# Where is a link to an air box mod



## Bambino (Mar 28, 2010)

Can't find it with search, getting junk in my airbox when deep mud/water riding.I am snorkeled.

Thanks

Dean


----------



## gpinjason (Nov 10, 2009)

If you are getting junk in your box with a snorkel, the air box mod isn't going to help you... you need to put some kind of pre-filter on the intake snorkel or something...


----------



## Heath070707 (Oct 12, 2009)

or plug the holes in the bottom of the airbox


----------



## drtj (May 3, 2009)

Put silicone in the drain hole of the airbox


----------



## TX4PLAY (Jan 18, 2009)

drtj said:


> Put silicone in the drain hole of the airbox


 
10-4, sounds like your duck bill is not sealed up.


----------



## bayou_boy_22 (Mar 13, 2009)

^:agreed:


----------



## gpinjason (Nov 10, 2009)

^^^--- oh yeah... forgot about that one...


----------



## phreebsd (Dec 16, 2004)

Bambino said:


> Can't find it with search, getting junk in my airbox when deep mud/water riding.I am snorkeled.
> 
> Thanks
> 
> Dean


I know you posted this in the kawasaki forum but you never said and no one else asked... what kind of bike is this? we all assume its a brute 

you can go here http://www.mudinmyblood.net/forum/profile.php?do=editsignature to fill out your signature. Fill it out. Let us know what you ride.


----------



## All i ride is Kawi (Dec 12, 2010)

Is there any pictures of the duck bill i cant find it? and on my brute there is a rubber hose coming from the air box i guess and on the end of it has a plug so idk is that the duck bill? its an 08 brute i just snorkeld it so if i ever happen to hit that deep hole i just want to be protected


----------



## The Kid (May 26, 2011)

on an 05 brute the duck bill is on the right side in the front of the air box


----------



## NMKawierider (Apr 11, 2009)

Oh...that allusive Duck Bill again. It has one, its going to be on a port outside the filter area in the lowest spot of the box...so water can get out. Find it and seal it off.


----------



## All i ride is Kawi (Dec 12, 2010)

well i took off the left plastic to reroute the over flow tube well the tube isnt long enough to go up to the handle bars and i felt around the air box and i found this rubber piece with a clamp around it and the bottom of it felt like lips so i found the hole in the air box stuck a screw driver down and and i felt the screw driver come out so im guessing thats the duck bill but i silconed up the hole so i hope i did the right one lol.


----------



## RuRandy (Oct 18, 2010)

All i ride is Kawi said:


> well i took off the left plastic to reroute the over flow tube well the tube isnt long enough to go up to the handle bars and i felt around the air box and i found this rubber piece with a clamp around it and the bottom of it felt like lips so i found the hole in the air box stuck a screw driver down and and i felt the screw driver come out so im guessing thats the duck bill but i silconed up the hole so i hope i did the right one lol.

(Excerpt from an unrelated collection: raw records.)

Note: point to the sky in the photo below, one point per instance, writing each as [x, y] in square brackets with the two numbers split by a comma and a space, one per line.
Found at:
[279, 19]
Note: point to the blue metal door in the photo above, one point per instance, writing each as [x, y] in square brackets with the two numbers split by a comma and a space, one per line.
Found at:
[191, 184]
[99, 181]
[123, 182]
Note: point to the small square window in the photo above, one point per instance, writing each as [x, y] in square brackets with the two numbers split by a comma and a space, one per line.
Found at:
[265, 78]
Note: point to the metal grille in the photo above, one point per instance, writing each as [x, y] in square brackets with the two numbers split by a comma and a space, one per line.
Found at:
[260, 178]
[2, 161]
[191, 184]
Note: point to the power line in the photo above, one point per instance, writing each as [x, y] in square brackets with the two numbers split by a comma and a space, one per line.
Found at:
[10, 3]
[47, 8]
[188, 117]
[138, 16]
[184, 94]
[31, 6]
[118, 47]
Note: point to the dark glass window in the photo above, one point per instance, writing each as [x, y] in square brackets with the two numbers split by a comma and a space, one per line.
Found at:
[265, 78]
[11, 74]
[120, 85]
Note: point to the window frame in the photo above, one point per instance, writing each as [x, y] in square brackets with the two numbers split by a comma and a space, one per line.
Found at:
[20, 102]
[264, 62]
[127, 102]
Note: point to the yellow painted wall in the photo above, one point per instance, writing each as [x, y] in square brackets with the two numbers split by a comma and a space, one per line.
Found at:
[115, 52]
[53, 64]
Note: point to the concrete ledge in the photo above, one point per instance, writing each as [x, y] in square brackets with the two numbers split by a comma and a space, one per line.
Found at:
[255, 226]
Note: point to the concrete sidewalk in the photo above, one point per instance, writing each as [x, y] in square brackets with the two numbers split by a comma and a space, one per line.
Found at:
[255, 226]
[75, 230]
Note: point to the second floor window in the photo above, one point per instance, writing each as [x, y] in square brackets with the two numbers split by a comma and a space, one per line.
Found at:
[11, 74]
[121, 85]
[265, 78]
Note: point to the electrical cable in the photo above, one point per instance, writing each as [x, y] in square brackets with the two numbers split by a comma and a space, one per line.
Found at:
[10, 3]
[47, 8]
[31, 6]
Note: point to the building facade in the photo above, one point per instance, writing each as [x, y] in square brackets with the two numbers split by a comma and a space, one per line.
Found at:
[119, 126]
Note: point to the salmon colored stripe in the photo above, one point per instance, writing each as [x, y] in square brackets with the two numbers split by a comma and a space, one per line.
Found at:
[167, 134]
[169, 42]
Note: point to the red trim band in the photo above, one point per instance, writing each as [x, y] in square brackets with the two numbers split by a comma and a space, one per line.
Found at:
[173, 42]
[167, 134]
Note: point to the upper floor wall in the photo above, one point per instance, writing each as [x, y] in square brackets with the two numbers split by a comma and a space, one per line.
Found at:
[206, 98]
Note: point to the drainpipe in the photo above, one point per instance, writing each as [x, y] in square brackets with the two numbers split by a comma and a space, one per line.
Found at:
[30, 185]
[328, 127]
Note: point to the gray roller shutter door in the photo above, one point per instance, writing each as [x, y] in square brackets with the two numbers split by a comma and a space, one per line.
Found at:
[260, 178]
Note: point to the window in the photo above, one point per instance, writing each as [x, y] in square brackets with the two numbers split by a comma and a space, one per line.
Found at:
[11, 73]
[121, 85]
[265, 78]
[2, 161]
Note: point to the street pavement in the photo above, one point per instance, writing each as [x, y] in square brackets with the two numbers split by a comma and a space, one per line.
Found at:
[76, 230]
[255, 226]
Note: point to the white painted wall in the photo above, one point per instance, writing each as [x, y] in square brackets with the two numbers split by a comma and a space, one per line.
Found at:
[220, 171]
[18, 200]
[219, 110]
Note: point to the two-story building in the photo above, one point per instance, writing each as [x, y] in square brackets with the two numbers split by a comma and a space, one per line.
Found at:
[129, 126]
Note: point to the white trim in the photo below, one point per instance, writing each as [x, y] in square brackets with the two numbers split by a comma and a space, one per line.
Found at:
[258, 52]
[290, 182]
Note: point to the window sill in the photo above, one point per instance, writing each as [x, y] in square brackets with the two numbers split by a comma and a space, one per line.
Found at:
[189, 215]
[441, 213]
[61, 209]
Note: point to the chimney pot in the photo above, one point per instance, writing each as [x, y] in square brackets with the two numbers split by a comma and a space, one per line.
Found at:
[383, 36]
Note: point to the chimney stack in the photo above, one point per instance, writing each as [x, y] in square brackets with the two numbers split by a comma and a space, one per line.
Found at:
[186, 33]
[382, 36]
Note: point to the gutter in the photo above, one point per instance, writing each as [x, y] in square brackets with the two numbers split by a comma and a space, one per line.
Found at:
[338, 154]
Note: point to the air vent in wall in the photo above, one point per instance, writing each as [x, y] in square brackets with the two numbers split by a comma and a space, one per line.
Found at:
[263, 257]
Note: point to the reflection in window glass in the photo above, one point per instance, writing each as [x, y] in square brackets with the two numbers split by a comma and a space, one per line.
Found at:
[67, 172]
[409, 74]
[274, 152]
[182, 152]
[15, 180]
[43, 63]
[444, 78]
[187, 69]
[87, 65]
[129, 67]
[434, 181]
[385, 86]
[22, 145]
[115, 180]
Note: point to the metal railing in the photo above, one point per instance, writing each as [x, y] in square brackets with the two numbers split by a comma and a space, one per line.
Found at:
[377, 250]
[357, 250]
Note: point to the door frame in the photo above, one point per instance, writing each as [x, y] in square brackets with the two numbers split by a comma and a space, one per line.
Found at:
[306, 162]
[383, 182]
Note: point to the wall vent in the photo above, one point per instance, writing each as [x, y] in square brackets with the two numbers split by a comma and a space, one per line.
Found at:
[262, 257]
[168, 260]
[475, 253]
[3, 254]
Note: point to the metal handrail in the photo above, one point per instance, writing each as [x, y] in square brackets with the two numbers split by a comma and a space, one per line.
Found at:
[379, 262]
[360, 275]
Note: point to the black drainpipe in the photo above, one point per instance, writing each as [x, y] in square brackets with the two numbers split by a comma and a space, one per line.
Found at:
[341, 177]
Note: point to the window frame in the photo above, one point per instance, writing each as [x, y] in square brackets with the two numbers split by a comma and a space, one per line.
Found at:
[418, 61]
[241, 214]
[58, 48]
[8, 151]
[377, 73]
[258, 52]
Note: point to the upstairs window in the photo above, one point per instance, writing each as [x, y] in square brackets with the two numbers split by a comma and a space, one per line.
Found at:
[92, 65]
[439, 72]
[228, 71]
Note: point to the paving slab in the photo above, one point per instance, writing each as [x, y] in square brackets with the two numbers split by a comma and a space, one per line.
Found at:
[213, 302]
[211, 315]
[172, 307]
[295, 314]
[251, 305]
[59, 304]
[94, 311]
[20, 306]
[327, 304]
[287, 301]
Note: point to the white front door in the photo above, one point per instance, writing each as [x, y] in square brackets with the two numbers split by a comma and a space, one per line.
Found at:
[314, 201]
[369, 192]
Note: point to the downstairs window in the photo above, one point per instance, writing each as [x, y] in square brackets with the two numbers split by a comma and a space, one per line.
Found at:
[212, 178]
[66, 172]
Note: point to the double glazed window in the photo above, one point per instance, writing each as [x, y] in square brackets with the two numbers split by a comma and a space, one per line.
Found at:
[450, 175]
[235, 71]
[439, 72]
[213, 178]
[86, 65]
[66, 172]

That would be the one everyone is talking about...


----------



## brute for mud (Jul 15, 2010)

i have a hose with a valve instead of the duck bill just in case it gets swamped


----------



## Polaris425 (Dec 16, 2004)

^ I did too.


----------



## RuRandy (Oct 18, 2010)

brute for mud said:


> i have a hose with a valve instead of the duck bill just in case it gets swamped





Polaris425 said:


> ^ I did too.


Do you happen to remember what size of hose it was?


----------



## Polaris425 (Dec 16, 2004)

5/8 maybe?


----------